Сигизмунд посмотрел на него с удивлением. По своей наивности он воображал, что Рислер больше не думает о Сидони, что он совсем забыл ее.
— Как!.. Ты хочешь?..
— Ну да!.. Надеюсь, я заслужил это. Могу теперь подумать немного и о себе. Довольно уж я думал о других.
— Ты прав, — сказал Планюс. — Так вот что мы сделаем… Письмо и пакет находятся у меня в Монруже. Если хочешь, мы пообедаем вместе в Пале-Рояле, помнишь, как когда-то? Я угощаю… Вспрыснем твою медаль старым винцом, чем-нибудь изысканным!.. А потом поедем ко мне. Ты возьмешь свои вещицы. И, если будет поздно возвращаться домой, мадемуазель Планюс, сестрина, приготовит тебе постель, и ты переночуешь у нас… Там очень хорошо… Ведь это деревня… Завтра в семь утра с первым омнибусом мы вернемся на фабрику. Поедем, земляк, доставь мне такое удовольствие! Не то я буду думать, что ты все еще сердишься на твоего старого Сигиамунда.

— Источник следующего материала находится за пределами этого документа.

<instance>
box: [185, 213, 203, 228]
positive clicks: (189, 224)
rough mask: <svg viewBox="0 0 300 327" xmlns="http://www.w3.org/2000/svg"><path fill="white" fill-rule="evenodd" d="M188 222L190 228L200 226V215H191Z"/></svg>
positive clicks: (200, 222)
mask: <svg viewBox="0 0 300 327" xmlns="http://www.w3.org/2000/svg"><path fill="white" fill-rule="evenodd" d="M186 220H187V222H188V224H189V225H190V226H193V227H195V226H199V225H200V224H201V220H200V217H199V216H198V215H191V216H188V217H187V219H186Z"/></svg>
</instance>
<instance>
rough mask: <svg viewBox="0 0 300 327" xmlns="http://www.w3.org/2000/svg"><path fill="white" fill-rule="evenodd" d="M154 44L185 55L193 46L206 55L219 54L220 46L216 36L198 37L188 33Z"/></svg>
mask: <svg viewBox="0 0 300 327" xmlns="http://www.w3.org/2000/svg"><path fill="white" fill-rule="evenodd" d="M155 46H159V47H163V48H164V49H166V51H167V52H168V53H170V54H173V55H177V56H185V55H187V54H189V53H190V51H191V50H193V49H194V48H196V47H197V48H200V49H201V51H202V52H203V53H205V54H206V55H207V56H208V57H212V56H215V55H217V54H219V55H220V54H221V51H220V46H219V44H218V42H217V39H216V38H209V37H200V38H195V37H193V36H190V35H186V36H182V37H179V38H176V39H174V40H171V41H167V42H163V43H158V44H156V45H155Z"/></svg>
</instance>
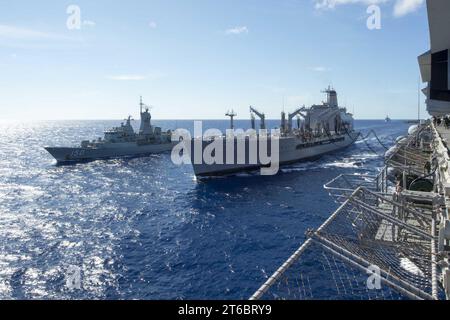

Рислер согласился. Он вовсе не думал о том, чтобы отмечать получение медали; ему хотелось только поскорее вскрыть письмо; он получил наконец право прочесть его.
Надо было приодеться. Дело нешуточное после того, как он полгода не расставался с рабочей курткой. А каким это было событием на фабрике! Сейчас же предупредили г-жу Фромон:
— Сударыня, сударыня!.. Господин Рислер собирается куда-то.
Клер посмотрела на него на окна, и вид этого крупного, согнутого от горя человека, который шел, опираясь на руку Сигиамунда, привел ее в глубокое и странное волнение. Она всегда потом вспоминала об этом.
На улице люди приветливо здоровались с ним. И уже одно это согревало ему душу: он так нуждался в доброжелательном отношении к себе!
Стук экипажей слегка оглушил его.
— У меня кружится голова… — сказал он Планюсу.